Insomma, allungare la vita al Qe significa rinviare il rialzo dei tassi. E quando finirà, e anche quando i tassi dovessero risalire, la BCE potrà comunque continuare a reinvestire i titoli scaduti.
L’obiettivo è noto: riportare l’inflazione al 2% sostenendo la domanda interna per ridurre l’output gap e far crescere i salari. Un’impresa da realizzare senza alcun aiuto della politica fiscale.
Quel che la banca centrale può fare è mantenere basso il costo del credito, contando sulla domanda estera per avviare un effetto moltiplicativo delle esportazioni sulla domanda interna.
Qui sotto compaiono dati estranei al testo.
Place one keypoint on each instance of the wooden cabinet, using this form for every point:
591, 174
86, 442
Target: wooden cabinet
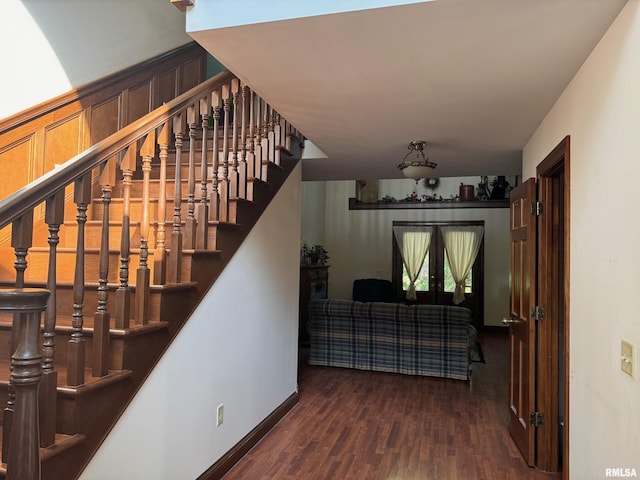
314, 282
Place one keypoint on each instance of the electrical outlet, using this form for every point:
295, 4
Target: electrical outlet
220, 415
627, 357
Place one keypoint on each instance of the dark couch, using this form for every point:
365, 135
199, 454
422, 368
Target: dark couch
430, 340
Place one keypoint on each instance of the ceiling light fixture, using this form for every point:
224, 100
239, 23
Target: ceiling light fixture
420, 167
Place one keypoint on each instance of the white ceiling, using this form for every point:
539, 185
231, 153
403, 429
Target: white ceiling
474, 78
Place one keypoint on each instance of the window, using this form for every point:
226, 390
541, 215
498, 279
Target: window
435, 283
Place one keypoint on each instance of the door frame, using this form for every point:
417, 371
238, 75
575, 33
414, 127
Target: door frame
553, 295
478, 273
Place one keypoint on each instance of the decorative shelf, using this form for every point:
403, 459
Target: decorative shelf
356, 205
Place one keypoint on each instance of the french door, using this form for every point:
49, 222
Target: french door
435, 284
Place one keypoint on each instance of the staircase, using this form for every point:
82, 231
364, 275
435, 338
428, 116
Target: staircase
127, 238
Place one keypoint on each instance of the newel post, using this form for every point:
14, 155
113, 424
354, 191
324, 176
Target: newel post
23, 462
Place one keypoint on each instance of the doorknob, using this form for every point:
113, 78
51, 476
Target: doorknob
509, 321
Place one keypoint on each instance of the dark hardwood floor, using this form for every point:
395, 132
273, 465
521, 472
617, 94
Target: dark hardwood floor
352, 424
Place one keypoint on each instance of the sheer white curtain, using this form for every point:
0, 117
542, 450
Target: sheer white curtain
413, 243
461, 245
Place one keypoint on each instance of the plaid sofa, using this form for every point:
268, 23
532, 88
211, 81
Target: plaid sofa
430, 340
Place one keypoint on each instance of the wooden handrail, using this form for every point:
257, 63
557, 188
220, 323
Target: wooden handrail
27, 198
131, 165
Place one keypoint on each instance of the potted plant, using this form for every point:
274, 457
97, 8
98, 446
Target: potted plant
316, 255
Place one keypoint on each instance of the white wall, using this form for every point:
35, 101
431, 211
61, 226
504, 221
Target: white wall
239, 349
600, 109
208, 14
50, 48
359, 242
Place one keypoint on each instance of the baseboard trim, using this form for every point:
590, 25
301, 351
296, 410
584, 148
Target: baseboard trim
240, 449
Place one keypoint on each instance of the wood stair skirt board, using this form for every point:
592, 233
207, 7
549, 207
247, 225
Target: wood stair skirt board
240, 449
159, 306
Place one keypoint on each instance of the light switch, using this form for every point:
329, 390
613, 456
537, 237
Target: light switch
627, 357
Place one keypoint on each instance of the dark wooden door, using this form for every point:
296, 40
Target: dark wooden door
521, 326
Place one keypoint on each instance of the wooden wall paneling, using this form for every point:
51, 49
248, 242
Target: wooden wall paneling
167, 88
16, 164
62, 141
192, 74
140, 98
104, 119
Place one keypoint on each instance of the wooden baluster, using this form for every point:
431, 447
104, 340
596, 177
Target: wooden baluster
287, 134
242, 165
264, 160
271, 136
159, 260
76, 355
175, 258
257, 139
190, 222
21, 241
234, 178
143, 282
23, 456
214, 202
202, 209
251, 158
101, 318
123, 293
277, 136
224, 181
53, 217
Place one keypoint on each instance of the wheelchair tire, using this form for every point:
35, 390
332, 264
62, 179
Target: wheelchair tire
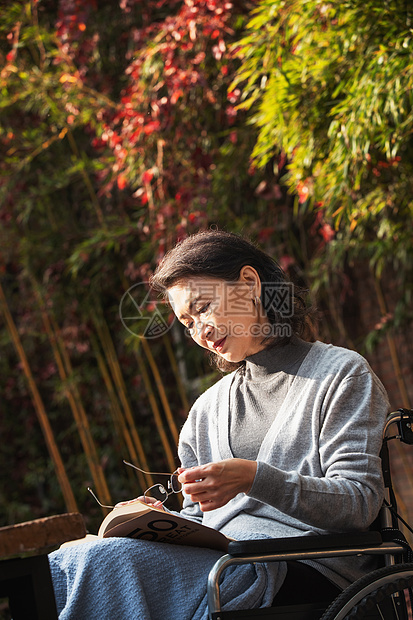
373, 592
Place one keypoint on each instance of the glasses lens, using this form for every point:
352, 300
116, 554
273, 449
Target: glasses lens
176, 486
158, 492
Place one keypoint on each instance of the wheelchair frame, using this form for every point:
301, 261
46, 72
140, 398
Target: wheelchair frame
394, 550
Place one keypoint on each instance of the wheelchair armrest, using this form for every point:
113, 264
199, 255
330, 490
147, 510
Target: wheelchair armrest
264, 546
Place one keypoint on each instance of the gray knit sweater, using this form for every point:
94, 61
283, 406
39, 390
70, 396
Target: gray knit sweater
318, 463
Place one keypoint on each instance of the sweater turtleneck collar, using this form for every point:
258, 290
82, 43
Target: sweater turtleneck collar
287, 358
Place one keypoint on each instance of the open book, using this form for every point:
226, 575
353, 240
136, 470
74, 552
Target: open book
140, 520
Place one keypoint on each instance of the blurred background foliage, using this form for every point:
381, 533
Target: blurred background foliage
128, 125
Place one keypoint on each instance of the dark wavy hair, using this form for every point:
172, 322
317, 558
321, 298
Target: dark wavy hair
222, 255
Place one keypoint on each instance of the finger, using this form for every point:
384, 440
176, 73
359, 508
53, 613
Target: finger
191, 475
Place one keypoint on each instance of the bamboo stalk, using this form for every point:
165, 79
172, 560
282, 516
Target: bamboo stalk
118, 416
118, 380
82, 424
161, 390
175, 370
392, 345
72, 394
54, 453
156, 414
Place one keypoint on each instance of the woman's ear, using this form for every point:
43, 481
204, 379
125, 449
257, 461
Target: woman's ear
249, 276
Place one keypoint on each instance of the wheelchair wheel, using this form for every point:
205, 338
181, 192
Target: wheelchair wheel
385, 594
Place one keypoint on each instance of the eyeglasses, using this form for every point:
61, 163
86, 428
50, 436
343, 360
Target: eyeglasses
158, 491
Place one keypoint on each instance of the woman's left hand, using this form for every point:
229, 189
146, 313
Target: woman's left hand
213, 485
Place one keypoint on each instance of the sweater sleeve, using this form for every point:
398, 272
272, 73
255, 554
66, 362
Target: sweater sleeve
347, 492
188, 458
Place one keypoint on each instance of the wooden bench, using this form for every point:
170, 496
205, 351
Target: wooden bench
24, 567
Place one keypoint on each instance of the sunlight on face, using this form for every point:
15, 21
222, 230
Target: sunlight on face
221, 316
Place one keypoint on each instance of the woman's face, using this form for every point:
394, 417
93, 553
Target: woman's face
222, 316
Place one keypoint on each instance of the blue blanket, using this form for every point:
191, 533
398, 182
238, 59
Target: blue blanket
125, 579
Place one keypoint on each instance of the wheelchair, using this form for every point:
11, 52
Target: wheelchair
384, 594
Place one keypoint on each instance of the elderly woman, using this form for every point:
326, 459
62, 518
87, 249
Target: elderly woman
285, 444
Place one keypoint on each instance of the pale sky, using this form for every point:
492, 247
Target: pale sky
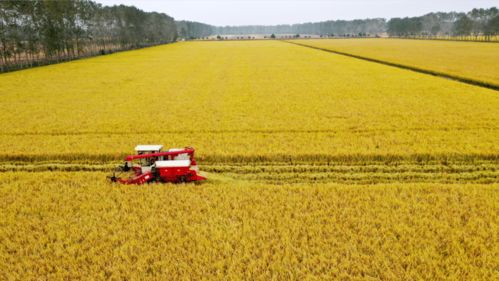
271, 12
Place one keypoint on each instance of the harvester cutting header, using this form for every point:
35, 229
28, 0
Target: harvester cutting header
150, 164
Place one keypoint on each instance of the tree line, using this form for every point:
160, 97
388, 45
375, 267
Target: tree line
483, 23
39, 32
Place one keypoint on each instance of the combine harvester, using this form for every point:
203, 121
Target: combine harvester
176, 165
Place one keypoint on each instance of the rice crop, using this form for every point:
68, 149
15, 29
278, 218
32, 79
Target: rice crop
254, 100
468, 60
74, 225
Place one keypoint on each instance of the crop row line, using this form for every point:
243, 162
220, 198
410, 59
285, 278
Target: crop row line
262, 159
250, 131
461, 79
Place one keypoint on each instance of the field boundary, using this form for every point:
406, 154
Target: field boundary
465, 80
278, 173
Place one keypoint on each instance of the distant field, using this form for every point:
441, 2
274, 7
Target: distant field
472, 60
319, 166
255, 99
68, 226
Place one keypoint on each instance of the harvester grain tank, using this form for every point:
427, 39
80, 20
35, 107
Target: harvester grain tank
151, 164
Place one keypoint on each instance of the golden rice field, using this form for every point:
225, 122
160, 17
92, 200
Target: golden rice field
260, 98
470, 60
319, 166
67, 226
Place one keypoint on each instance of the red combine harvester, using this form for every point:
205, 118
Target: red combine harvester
175, 165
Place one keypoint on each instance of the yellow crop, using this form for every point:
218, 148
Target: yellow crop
473, 60
263, 98
74, 225
320, 167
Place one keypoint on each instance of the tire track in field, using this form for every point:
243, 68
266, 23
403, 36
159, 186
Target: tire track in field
465, 80
375, 171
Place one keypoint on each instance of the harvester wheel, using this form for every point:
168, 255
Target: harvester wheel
182, 179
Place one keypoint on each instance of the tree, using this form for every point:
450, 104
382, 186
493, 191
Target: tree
463, 26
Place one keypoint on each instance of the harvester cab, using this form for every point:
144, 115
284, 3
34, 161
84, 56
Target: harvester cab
151, 164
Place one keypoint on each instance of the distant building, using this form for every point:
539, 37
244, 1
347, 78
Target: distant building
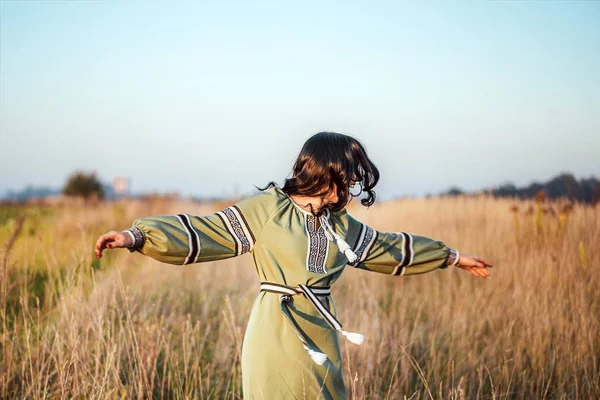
120, 186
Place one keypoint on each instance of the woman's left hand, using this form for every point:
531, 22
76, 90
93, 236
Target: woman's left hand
477, 266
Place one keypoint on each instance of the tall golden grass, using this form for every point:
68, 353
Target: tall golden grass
129, 327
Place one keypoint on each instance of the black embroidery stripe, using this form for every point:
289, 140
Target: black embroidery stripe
235, 228
245, 222
222, 218
362, 249
138, 236
317, 241
193, 239
407, 253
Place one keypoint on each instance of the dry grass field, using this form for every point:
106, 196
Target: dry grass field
128, 327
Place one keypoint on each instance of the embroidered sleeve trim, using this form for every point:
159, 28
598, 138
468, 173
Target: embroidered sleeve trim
453, 258
137, 237
238, 227
408, 254
363, 245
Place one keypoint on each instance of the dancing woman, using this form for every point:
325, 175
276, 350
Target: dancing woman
301, 238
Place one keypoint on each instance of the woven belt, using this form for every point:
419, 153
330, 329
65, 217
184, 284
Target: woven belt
312, 294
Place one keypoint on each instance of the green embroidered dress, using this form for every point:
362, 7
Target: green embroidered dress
291, 348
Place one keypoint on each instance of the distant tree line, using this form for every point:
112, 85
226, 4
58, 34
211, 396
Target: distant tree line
564, 186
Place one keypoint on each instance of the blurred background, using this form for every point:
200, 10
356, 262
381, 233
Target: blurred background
483, 118
211, 98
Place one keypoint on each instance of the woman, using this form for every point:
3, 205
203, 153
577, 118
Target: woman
302, 239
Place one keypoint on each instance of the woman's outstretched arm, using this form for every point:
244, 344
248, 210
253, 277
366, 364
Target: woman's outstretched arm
407, 254
184, 239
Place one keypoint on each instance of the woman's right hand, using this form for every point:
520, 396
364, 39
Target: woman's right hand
112, 240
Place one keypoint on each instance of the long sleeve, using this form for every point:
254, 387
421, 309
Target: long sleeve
398, 253
185, 239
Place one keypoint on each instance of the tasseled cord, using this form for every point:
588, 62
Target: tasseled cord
356, 338
318, 357
341, 243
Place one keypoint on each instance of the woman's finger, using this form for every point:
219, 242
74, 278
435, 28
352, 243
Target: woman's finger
486, 263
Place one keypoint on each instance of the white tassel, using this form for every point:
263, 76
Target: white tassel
346, 249
317, 357
355, 338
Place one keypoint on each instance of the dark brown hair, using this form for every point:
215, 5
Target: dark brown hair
330, 159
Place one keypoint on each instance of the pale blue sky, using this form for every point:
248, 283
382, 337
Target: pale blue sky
202, 97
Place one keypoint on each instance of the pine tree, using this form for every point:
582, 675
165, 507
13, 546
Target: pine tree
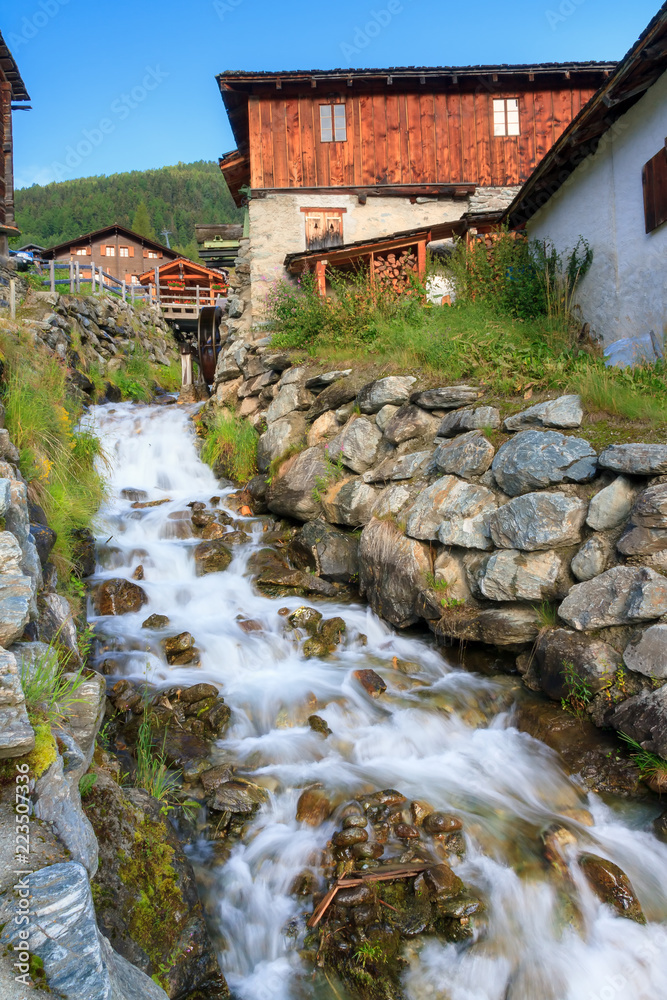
141, 223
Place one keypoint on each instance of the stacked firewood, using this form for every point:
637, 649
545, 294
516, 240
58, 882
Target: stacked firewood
396, 271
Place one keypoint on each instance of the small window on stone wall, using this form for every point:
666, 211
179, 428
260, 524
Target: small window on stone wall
654, 180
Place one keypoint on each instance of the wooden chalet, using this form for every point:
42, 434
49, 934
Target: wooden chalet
12, 93
332, 158
117, 250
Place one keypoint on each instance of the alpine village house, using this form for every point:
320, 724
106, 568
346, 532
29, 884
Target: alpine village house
345, 158
12, 93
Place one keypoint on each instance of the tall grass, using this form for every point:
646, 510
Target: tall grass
230, 447
57, 461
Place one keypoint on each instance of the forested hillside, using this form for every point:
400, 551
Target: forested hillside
175, 197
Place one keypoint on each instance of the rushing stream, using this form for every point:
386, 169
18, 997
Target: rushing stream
439, 734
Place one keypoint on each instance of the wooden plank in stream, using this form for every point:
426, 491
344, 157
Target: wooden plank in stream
386, 874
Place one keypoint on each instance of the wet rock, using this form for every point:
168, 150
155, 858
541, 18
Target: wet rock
119, 597
507, 625
449, 397
393, 390
357, 445
347, 838
290, 397
293, 490
393, 571
449, 500
313, 807
563, 659
318, 725
612, 505
647, 654
407, 422
467, 455
635, 459
510, 575
469, 419
538, 521
565, 412
371, 682
155, 622
283, 435
644, 718
349, 502
327, 551
212, 557
534, 460
593, 558
437, 822
612, 886
624, 595
17, 736
77, 961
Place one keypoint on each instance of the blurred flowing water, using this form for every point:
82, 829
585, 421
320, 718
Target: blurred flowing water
438, 734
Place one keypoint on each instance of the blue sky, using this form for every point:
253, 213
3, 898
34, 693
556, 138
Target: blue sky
128, 86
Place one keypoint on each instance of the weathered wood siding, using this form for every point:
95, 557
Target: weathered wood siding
405, 138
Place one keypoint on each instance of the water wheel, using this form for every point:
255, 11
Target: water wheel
209, 341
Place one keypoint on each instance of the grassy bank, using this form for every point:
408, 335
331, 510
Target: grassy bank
516, 349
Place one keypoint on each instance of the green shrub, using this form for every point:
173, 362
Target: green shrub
230, 447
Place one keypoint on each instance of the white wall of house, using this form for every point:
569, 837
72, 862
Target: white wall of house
277, 224
625, 292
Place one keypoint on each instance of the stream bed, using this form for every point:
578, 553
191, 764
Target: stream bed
438, 734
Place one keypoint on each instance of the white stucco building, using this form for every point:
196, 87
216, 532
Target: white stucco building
606, 180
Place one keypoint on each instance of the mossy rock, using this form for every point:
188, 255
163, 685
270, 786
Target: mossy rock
145, 894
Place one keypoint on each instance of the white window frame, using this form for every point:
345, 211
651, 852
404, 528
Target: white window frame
506, 120
333, 123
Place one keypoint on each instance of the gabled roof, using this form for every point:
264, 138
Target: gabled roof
237, 85
11, 72
182, 263
115, 230
640, 68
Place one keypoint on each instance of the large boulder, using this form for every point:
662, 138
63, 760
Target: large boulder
624, 595
349, 502
612, 505
468, 455
647, 653
327, 551
533, 460
447, 499
565, 412
357, 445
78, 962
644, 719
409, 422
17, 736
509, 575
563, 659
538, 521
282, 435
119, 597
449, 397
394, 390
293, 491
635, 459
469, 419
393, 570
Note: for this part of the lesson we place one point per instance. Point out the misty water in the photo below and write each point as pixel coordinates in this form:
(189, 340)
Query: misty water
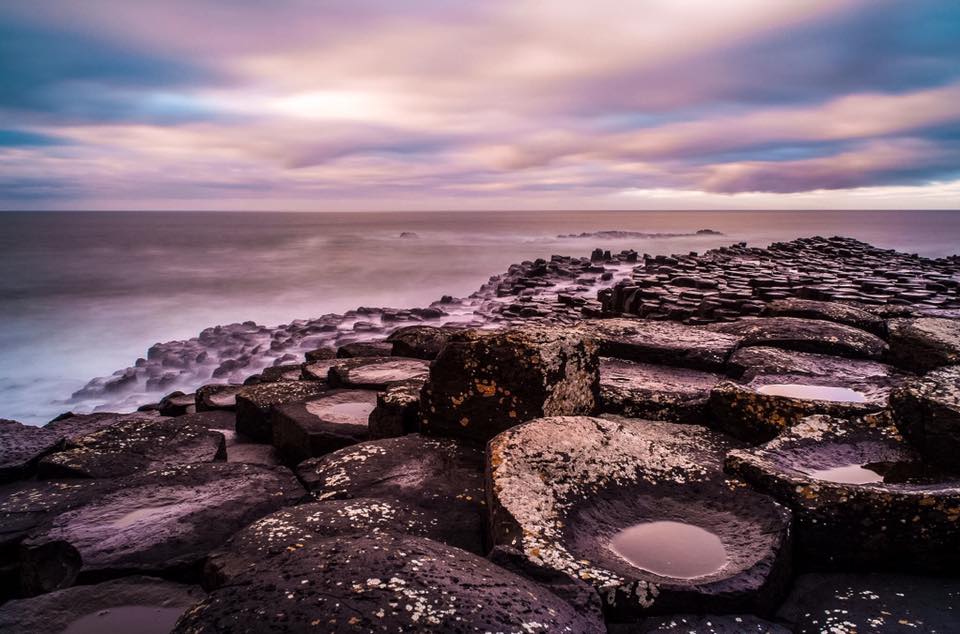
(83, 294)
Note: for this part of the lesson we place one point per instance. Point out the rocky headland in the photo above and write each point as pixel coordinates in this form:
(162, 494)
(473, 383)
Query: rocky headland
(743, 440)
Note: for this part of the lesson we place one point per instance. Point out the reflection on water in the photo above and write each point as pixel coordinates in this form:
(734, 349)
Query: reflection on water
(813, 392)
(671, 549)
(142, 619)
(83, 294)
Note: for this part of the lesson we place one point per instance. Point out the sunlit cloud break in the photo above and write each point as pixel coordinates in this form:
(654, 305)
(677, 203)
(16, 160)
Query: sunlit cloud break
(209, 104)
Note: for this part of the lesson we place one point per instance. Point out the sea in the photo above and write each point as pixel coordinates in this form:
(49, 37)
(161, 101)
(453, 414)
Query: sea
(85, 293)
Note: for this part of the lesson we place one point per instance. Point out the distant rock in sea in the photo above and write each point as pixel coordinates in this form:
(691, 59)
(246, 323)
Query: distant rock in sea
(620, 235)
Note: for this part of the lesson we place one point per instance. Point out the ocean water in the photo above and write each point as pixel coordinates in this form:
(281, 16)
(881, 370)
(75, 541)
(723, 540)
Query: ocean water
(85, 293)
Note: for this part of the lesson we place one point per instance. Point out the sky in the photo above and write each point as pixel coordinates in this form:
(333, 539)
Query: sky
(516, 104)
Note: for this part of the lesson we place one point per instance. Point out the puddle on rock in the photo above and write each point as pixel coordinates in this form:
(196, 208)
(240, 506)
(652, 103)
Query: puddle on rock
(671, 549)
(813, 392)
(879, 472)
(349, 413)
(143, 619)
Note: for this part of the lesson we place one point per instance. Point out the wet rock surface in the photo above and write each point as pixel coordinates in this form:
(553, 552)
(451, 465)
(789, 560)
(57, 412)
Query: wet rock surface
(331, 421)
(157, 522)
(437, 476)
(666, 343)
(872, 603)
(805, 335)
(861, 497)
(255, 402)
(641, 390)
(484, 383)
(385, 582)
(22, 446)
(145, 605)
(924, 344)
(927, 413)
(562, 489)
(137, 445)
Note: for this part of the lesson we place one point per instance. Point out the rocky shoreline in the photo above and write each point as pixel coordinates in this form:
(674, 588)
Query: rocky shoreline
(747, 439)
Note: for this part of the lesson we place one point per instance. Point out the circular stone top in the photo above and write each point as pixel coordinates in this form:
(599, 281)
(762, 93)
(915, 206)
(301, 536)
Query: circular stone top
(564, 489)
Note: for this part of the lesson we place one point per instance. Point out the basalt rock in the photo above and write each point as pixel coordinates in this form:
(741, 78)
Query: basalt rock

Per questo Draghi ha rinviato l’apprezzamento dell’euro, che rimane comunque nello scenario.
La BCE sa di essere il maggior collante dell’Eurozona e sa che l’incompletezza della moneta unica giustifica, e anzi esige, l’anomalia di una banca centrale che acquista e garantisce, seppur condizionatamente, i debiti dei paesi membri. Sarà così finché non ci sarà un titolo europeo.